Butterfly's lips do her straight-line smile. She looks at Mum, but there's no help from her because she's caught in some headlights. Quick. Don't just stand there. Get out of the way! There's a horrible bit in a film called
Crocodile Done Deeds
which I was allowed to watch once, where idiots shoot kangaroos with flashlights on trucks, until one of them isn't a kangaroo in fact but is Mick Done Deeds with a gun instead, shooting the idiots back which is excellent. But where's Mick now? He's hiding . . . in Grandma Lynne!

— I think perhaps it would be wise to do as the lady asks, Jim, she says.

— And I think perhaps it's my decision, Dad says back, very friendly, very calm. But it's all camouflage! He's actually vibrating a bit in his seat: I can feel it through my back. And everybody else is a grown-up so they should surely understand better than me that it's time to stand very well back and turn off the searchlights and put your giraffe head in an emu hole. Here's more evidence: low growly Dad words with unusual gaps in them: — Whatever you have to say . . . about me and my son . . . you can say . . . to me and my son.
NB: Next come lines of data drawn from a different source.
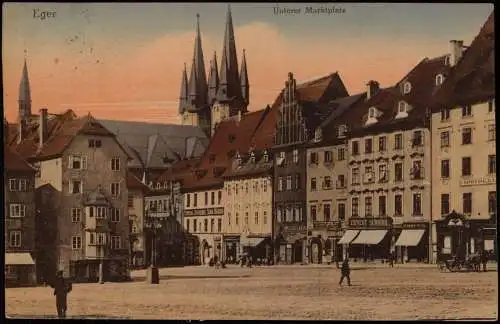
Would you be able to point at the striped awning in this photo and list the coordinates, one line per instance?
(18, 259)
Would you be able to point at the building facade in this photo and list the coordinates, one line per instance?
(20, 220)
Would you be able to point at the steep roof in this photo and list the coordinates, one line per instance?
(473, 78)
(12, 161)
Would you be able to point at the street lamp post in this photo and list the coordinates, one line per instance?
(153, 223)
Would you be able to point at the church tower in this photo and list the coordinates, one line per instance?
(193, 101)
(232, 96)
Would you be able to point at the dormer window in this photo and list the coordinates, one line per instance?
(439, 79)
(406, 87)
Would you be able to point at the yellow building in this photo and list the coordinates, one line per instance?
(464, 154)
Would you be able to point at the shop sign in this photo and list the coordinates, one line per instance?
(204, 212)
(359, 222)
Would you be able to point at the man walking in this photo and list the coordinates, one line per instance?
(61, 290)
(345, 271)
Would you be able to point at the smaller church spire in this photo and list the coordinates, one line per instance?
(245, 87)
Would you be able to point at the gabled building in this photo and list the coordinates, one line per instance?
(464, 167)
(19, 216)
(299, 109)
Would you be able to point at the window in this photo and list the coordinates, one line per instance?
(313, 184)
(466, 166)
(445, 169)
(382, 208)
(417, 138)
(466, 110)
(76, 215)
(313, 213)
(398, 172)
(492, 133)
(115, 215)
(382, 173)
(492, 202)
(341, 207)
(327, 184)
(75, 187)
(288, 182)
(115, 189)
(313, 158)
(76, 242)
(466, 135)
(341, 154)
(328, 157)
(355, 148)
(368, 145)
(116, 242)
(467, 202)
(17, 210)
(354, 206)
(355, 176)
(492, 164)
(15, 238)
(368, 206)
(398, 205)
(417, 204)
(115, 164)
(445, 114)
(77, 162)
(445, 139)
(382, 141)
(340, 181)
(95, 143)
(297, 181)
(398, 141)
(439, 79)
(445, 204)
(326, 212)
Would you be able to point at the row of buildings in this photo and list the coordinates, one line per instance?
(319, 175)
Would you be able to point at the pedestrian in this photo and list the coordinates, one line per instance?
(345, 272)
(61, 289)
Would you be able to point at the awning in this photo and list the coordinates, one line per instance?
(370, 237)
(349, 235)
(251, 241)
(410, 237)
(18, 259)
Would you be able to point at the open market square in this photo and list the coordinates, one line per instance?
(378, 292)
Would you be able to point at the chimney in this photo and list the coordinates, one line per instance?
(455, 51)
(372, 87)
(42, 127)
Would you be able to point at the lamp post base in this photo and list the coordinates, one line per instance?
(152, 275)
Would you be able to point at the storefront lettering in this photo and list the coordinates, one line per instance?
(204, 212)
(478, 181)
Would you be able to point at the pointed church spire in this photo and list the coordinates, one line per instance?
(229, 78)
(213, 79)
(245, 87)
(183, 99)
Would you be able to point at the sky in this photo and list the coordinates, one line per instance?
(124, 60)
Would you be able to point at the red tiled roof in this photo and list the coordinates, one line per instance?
(473, 78)
(12, 161)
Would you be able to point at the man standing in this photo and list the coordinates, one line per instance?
(61, 290)
(345, 271)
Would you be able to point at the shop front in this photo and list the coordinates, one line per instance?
(412, 243)
(368, 239)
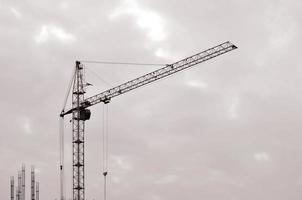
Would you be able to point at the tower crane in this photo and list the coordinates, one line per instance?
(80, 112)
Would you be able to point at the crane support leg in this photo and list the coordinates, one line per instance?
(78, 125)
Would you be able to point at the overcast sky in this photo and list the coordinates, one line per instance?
(227, 129)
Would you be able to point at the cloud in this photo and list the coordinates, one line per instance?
(170, 178)
(16, 13)
(148, 20)
(48, 32)
(281, 26)
(233, 104)
(27, 127)
(262, 157)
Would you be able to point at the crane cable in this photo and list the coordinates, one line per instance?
(105, 142)
(121, 63)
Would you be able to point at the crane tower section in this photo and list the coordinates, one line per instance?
(80, 113)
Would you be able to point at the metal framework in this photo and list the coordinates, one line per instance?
(78, 135)
(32, 185)
(80, 113)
Now Giraffe does another of her strange sideways head-jerk things and her eyes go blinkety-blink, and she says — We can't force you to exclude Billy from this conversation, but not doing so may well have an impact.

Mum's crept round the units to us and now she puts her fingers on Dad's shoulder. They slide down his arm and stop on his hand, which clenches tighter around my own wrist. — Please, Mum whispers. — Please.
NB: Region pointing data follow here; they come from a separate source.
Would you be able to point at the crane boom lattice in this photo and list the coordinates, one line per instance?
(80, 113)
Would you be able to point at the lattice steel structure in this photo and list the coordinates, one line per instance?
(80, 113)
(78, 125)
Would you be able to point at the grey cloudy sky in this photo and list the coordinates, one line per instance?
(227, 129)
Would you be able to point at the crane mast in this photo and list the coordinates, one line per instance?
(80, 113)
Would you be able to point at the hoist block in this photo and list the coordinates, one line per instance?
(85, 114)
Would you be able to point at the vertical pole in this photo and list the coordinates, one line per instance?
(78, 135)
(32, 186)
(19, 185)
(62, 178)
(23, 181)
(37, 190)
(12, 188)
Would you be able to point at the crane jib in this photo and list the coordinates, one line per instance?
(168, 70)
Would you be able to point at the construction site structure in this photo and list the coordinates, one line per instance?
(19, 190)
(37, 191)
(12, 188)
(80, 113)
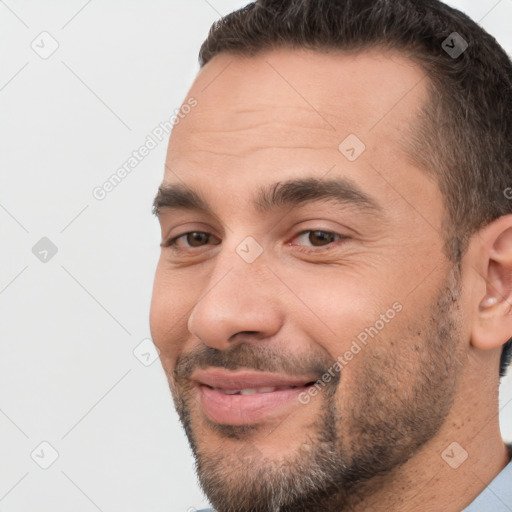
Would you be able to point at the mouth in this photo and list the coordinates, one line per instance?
(247, 397)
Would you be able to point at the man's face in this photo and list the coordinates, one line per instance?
(319, 260)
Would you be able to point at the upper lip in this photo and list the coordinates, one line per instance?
(229, 380)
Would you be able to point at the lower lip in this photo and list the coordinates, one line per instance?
(246, 409)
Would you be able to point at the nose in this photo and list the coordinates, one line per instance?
(237, 304)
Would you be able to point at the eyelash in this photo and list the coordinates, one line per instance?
(172, 243)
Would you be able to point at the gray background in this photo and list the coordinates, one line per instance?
(70, 324)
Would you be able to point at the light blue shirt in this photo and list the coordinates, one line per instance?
(496, 497)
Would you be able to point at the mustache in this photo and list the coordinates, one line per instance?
(251, 357)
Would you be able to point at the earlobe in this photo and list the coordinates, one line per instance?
(492, 326)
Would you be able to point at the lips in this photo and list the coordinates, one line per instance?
(245, 397)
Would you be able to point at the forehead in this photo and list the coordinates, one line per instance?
(283, 114)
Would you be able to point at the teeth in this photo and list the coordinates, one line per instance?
(253, 391)
(248, 391)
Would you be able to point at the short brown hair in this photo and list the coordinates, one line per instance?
(464, 135)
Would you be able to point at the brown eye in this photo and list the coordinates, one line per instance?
(320, 238)
(195, 238)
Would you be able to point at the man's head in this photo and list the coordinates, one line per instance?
(335, 234)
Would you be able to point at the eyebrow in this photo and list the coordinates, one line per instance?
(294, 192)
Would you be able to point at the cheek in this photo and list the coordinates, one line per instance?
(170, 305)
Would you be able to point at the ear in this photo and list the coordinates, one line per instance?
(492, 325)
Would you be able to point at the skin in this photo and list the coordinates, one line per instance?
(281, 115)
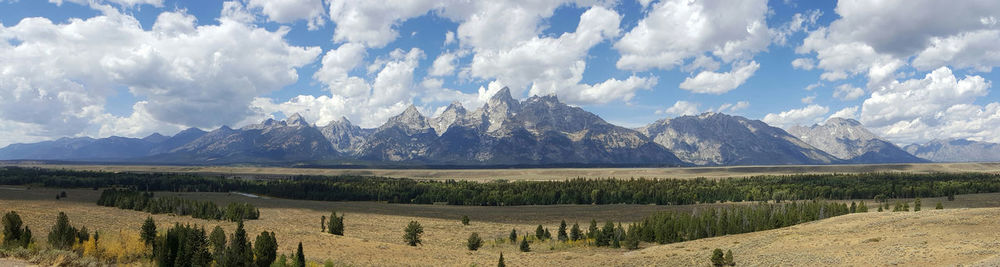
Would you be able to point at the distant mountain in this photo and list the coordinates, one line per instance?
(847, 139)
(289, 140)
(720, 139)
(956, 150)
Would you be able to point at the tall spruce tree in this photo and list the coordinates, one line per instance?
(217, 241)
(148, 231)
(239, 252)
(562, 232)
(265, 249)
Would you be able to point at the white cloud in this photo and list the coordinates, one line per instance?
(289, 11)
(709, 82)
(808, 115)
(58, 76)
(803, 63)
(924, 99)
(846, 92)
(675, 30)
(681, 108)
(846, 113)
(444, 65)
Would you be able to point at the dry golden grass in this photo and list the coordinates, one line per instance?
(930, 237)
(551, 173)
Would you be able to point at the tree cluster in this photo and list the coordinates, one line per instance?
(144, 201)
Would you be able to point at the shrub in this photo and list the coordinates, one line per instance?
(474, 242)
(412, 233)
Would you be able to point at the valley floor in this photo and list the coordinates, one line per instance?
(956, 235)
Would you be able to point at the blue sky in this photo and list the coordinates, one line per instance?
(911, 71)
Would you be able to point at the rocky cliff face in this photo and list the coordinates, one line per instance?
(719, 139)
(847, 139)
(956, 150)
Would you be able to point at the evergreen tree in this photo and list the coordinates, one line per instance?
(592, 230)
(148, 233)
(729, 258)
(217, 241)
(300, 258)
(718, 259)
(412, 233)
(603, 236)
(336, 224)
(265, 249)
(575, 233)
(63, 235)
(12, 232)
(632, 237)
(474, 242)
(239, 252)
(562, 231)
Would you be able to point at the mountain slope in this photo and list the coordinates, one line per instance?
(956, 150)
(847, 139)
(719, 139)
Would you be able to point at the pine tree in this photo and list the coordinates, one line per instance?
(336, 224)
(412, 233)
(265, 249)
(300, 258)
(592, 230)
(148, 231)
(474, 242)
(217, 240)
(718, 259)
(239, 252)
(729, 258)
(63, 235)
(575, 233)
(562, 231)
(12, 232)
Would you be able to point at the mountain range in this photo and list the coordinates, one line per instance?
(538, 131)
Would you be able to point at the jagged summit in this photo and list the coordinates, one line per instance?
(848, 139)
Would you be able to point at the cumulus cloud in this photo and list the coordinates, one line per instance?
(58, 76)
(288, 11)
(675, 30)
(808, 115)
(710, 82)
(846, 92)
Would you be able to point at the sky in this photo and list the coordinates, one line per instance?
(910, 71)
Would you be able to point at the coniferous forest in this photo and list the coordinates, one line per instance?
(501, 192)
— Impact, says Grandma Lynne. — What do you mean?

— It won't be considered appropriate parenting.

Dad snorts.

— Please, Jim, says Mum again.

—
Nowhere
, Dad hisses.

Grandma Lynne's hands are clutching and de-clutching on the kitchen table; scratch-scratch goes one of her rings against the wooden top. It doesn't matter because the table is old. I'm even allowed to paint on it and last week on
Blue Peter
they showed how to milk a cow. Gently squeeze its udders. Scratch, scratch. — Tell you what, says Grandma Lynne. — Why don't I make a pot of tea and you can explain where this is all going?